BatchNorm0d

Contents

BatchNorm0d#

class brainstate.nn.BatchNorm0d(in_size, feature_axis=-1, *, track_running_stats=True, epsilon=1e-05, momentum=0.99, affine=True, bias_initializer=Constant(   value=0.0 ), scale_initializer=Constant(   value=1.0 ), axis_name=None, axis_index_groups=None, use_fast_variance=True, name=None, dtype=None, param_type=<class 'brainstate.nn._normalizations.NormalizationParamState'>, mean_type=<class 'brainstate.BatchState'>)#

0-D batch normalization.

Normalizes a batch of 0-D data (vectors) by fixing the mean and variance of inputs on each feature (channel). This layer aims to reduce the internal covariate shift of data.

The input data should have shape (b, c), where b is the batch dimension and c is the channel dimension.

The normalization is performed as:

\[y = \frac{x - \mathrm{E}[x]}{\sqrt{\operatorname{Var}[x] + \epsilon}} \cdot \gamma + \beta\]

where \(\gamma\) and \(\beta\) are learnable affine parameters (if affine=True).

Parameters:
  • in_size (int | Sequence[int] | integer | Sequence[integer]) – The input shape, without batch dimension.

  • feature_axis (int | Sequence[int]) – The feature or non-batch axis of the input. Default is -1.

  • track_running_stats (bool) – If True, tracks the running mean and variance. If False, uses batch statistics in both training and eval modes. Default is True.

  • epsilon (float) – A value added to the denominator for numerical stability. Default is 1e-5.

  • momentum (float) – The momentum value used for the running_mean and running_var computation. The update rule is: \(\hat{x}_{\text{new}} = \text{momentum} \times \hat{x} + (1 - \text{momentum}) \times x_t\). Default is 0.99.

  • affine (bool) – If True, this module has learnable affine parameters (scale and bias). Default is True.

  • bias_initializer (Array | ndarray | bool | number | bool | int | float | complex | Quantity | Callable) – Initializer for the bias (beta) parameter. Default is init.Constant(0.).

  • scale_initializer (Array | ndarray | bool | number | bool | int | float | complex | Quantity | Callable) – Initializer for the scale (gamma) parameter. Default is init.Constant(1.).

  • axis_name (str | Sequence[str] | None) – The axis name(s) for parallel reduction using jax.pmap or jax.vmap. If specified, batch statistics are calculated across all replicas on the named axes. Default is None.

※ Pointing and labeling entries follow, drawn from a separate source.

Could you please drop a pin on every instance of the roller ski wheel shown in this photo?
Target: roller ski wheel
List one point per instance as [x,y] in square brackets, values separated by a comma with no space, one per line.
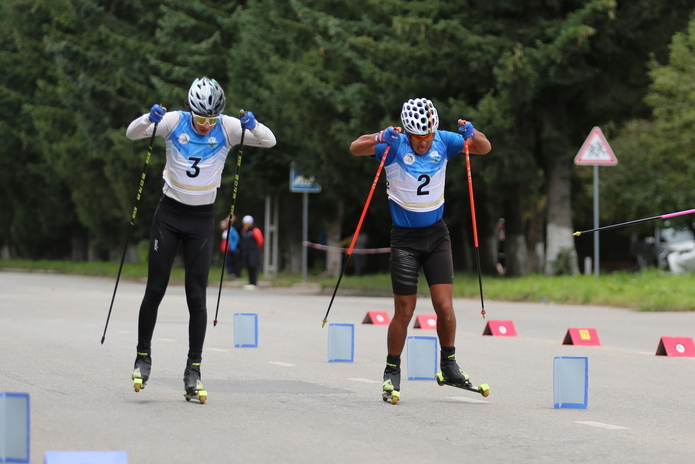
[198,392]
[141,372]
[392,396]
[193,387]
[391,388]
[483,389]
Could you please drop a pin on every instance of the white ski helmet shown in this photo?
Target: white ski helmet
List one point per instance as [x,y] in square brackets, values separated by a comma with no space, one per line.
[419,116]
[206,97]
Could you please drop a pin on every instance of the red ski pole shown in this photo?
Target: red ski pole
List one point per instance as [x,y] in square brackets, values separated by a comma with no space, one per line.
[357,231]
[475,227]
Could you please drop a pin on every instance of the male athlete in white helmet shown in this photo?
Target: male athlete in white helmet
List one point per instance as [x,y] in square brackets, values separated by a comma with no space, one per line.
[197,144]
[415,172]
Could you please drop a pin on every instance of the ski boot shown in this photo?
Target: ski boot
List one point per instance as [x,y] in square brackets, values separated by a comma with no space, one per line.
[193,387]
[451,374]
[392,383]
[141,371]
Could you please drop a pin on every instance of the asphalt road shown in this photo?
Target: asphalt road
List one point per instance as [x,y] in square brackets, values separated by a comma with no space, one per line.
[283,402]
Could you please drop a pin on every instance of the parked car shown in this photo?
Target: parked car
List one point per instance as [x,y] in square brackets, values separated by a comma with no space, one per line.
[669,249]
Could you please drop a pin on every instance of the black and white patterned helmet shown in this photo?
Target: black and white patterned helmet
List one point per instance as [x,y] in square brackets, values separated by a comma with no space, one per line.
[419,116]
[206,97]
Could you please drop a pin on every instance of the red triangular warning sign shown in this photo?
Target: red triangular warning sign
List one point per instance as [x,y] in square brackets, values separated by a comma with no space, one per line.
[595,151]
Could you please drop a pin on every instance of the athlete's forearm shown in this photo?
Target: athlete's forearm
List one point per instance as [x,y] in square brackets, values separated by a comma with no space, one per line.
[364,145]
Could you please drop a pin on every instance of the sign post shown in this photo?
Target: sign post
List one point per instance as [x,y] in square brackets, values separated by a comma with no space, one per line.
[596,152]
[305,185]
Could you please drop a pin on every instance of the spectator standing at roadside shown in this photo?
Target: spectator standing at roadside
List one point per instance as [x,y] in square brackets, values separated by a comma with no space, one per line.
[229,246]
[251,245]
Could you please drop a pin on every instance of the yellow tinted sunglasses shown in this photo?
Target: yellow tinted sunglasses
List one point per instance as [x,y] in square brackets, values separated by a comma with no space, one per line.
[203,119]
[422,138]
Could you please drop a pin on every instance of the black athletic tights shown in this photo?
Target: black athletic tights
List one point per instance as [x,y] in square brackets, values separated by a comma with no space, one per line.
[193,226]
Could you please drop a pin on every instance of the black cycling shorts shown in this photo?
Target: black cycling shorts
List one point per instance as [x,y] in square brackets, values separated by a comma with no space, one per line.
[427,248]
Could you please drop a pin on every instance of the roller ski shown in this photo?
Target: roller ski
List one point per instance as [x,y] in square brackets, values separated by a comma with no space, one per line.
[193,387]
[141,371]
[391,388]
[451,374]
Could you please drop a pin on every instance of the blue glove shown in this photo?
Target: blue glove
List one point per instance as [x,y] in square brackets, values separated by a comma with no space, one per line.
[157,112]
[248,121]
[466,129]
[387,136]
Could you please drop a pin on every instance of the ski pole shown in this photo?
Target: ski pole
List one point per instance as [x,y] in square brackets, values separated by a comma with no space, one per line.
[475,227]
[357,231]
[637,221]
[132,222]
[242,113]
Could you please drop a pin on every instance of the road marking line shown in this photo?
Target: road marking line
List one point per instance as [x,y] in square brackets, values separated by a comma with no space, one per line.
[601,425]
[357,379]
[464,399]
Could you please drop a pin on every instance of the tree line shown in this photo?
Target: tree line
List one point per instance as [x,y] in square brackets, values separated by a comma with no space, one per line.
[535,76]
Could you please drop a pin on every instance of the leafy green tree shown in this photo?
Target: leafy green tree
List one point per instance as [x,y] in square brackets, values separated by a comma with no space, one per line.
[656,153]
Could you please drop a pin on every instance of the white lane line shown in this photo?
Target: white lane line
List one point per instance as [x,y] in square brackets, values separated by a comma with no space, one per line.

  • axis_index_groups (Sequence[Sequence[int]] | None) – Groups of axis indices within the named axis representing subsets of devices to reduce over. For example, [[0, 1], [2, 3]] would independently batch-normalize over the first two and last two devices. See jax.lax.psum for more details. Default is None.

  • use_fast_variance (bool) – If True, use a faster but less numerically stable calculation for the variance. Default is True.

Notes

The momentum parameter is different from the conventional notion of momentum used in optimizers.

References

Examples

>>> import brainstate as brainstate
>>> import jax.numpy as jnp
>>>
>>> # Create a BatchNorm0d layer
>>> layer = brainstate.nn.BatchNorm0d(in_size=(10,))
>>>
>>> # Apply normalization to a batch of data
>>> x = jnp.ones((32, 10))  # batch_size=32, features=10
>>> y = layer(x)
>>>
>>> # Check output shape
>>> print(y.shape)
(32, 10)